The tourist office in La Roche sells a rather rudimentary walking map (Carte de Promenades), with a dozen circular walks marked in the vicinity. The longest and most attractive of these is the 13km Walk 5, which takes about six hours and is mildly strenuous. It starts on rue Bon Dieu du Maka, near place du Bronze, and rises steeply before levelling out through the woods above town and across fields of wildflowers. The walk follows GR route 57, dropping sharply to the river at Maboge, where several cafés offer lunch, then rejoining the main road for 500m until it turns left alongside a tributary of the Ourthe as far as the farm at Borzee. From here the route is easy to find, again heading through the woods with fabulous views, but when it descends towards the town keep your eyes peeled for a right and then an immediate left down an unpromising footpath that drops you onto the main road by the river. From here, take the second right for a final gentle stretch above the road, with good views over the town. Allow around three hours’ walking time for the 13km; to extend the route by an hour or so, pick up Walk 12 at Borzee, joining Walk 11 as far as the small town of Samree and returning through the forest to La Roche.
If you’re after a shorter hike, follow Walk 4, a 6km route that takes about two hours. From the tourist office, head for place du Bronze and before you cross the bridge turn left on rue Clerue, and sharp left again up rue St Quolin. Turn left at the top and follow the road round to St Margaret’s Chapel, built in 1600 and once connected to the castle by an underground passageway. Just left of the chapel, a scramble up the steep slope leads up to a lookout point with views over La Roche, while continuing up the footpath brings you to the attractive but often crowded Parc Forestier du Deister. If you continue through the park you’ll rejoin Walk 4, looping briefly north and then dropping back to town, all along the roadway. Alternatively, GR route 57 provides a full half-day’s walking between La Roche and the hamlet of Nadrin, a distance of around 15km. Nadrin is home to a belvedere – actually a high tower with a restaurant attached – from which you can see the River Ourthe at six different points on its meandering course in and out of the tightly packed hills. The return journey can be completed by bus, but this only runs twice daily, so be sure to check times with the tourist office before you leave.

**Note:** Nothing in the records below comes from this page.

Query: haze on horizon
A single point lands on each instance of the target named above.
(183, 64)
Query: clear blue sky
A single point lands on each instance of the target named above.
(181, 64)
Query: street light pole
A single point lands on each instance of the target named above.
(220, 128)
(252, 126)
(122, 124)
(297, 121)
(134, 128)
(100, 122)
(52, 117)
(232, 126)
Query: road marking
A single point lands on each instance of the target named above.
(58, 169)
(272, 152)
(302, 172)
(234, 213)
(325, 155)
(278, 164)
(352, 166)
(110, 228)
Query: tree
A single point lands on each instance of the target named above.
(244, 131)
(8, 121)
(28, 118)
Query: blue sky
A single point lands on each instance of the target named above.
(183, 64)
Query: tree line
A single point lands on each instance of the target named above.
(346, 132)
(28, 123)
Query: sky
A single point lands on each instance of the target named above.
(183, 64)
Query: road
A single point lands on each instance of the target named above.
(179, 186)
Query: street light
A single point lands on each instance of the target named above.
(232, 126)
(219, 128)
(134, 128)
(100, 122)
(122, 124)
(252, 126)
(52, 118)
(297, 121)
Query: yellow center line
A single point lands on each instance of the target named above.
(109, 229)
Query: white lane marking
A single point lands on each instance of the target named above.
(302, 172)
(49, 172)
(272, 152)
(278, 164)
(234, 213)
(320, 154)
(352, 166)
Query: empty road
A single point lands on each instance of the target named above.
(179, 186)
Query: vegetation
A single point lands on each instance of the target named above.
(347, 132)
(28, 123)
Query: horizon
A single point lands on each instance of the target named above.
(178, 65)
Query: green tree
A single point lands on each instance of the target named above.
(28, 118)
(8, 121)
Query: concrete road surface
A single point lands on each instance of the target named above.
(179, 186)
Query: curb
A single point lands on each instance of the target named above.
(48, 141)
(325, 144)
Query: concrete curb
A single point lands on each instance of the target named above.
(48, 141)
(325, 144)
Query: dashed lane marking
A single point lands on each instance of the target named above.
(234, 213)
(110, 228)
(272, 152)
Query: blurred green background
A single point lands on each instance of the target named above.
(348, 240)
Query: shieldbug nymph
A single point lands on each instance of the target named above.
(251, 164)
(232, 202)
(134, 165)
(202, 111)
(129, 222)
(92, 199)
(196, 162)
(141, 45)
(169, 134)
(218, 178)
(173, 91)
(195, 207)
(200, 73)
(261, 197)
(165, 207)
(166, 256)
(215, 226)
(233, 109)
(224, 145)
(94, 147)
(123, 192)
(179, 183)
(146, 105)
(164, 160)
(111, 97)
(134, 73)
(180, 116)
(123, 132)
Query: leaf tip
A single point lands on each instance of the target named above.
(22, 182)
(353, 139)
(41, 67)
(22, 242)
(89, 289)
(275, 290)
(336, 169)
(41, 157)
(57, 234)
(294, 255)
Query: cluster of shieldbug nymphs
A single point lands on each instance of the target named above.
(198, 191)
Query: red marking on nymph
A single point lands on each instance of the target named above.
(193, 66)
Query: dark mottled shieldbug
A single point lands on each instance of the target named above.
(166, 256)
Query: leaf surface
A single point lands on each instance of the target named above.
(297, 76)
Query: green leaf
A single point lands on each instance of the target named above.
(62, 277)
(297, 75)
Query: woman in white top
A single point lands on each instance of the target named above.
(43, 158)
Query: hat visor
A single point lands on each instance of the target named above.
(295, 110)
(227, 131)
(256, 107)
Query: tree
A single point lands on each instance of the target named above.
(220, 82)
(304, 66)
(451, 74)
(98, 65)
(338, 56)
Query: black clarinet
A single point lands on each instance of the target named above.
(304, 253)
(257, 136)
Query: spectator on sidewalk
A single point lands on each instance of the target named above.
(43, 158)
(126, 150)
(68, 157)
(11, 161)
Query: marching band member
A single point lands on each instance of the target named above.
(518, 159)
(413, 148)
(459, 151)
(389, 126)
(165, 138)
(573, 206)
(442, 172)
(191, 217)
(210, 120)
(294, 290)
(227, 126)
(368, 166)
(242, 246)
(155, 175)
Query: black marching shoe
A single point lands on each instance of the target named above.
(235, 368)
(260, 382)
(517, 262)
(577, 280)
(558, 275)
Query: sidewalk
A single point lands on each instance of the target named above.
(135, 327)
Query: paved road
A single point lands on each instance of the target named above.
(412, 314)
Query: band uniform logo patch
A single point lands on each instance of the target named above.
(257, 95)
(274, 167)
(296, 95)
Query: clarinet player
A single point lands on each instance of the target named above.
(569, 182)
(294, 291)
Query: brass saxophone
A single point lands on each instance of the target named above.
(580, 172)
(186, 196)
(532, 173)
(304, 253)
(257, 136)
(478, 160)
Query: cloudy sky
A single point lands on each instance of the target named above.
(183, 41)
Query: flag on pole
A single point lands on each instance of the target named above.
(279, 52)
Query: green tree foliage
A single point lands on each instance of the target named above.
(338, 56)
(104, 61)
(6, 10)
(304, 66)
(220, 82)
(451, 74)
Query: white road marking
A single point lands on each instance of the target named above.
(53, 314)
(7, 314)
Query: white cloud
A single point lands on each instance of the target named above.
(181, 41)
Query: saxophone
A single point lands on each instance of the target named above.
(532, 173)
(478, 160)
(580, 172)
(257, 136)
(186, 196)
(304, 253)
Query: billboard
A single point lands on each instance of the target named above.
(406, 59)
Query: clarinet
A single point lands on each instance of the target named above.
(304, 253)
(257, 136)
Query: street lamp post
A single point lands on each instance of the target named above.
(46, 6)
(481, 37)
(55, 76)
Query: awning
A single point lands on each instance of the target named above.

Cycling, canoeing and other activities
Obviously enough, renting a mountain bike allows you to see more of the surrounding forests: eight circular routes are set out in the Carte des Circuits Cyclotouristes, on sale at the tourist office. Bikes can be rented from Ardennes Aventures by the north bridge. They also organize canoeing trips on the Ourthe, bussing you (or letting you mountain bike) to Maboge for the 10km paddle downstream to La Roche (€15 per person, €30 with the bike ride), or to Nisramont for the strenuous 25km river trip (€20). They also organize river rafting and cross-country skiing in the winter.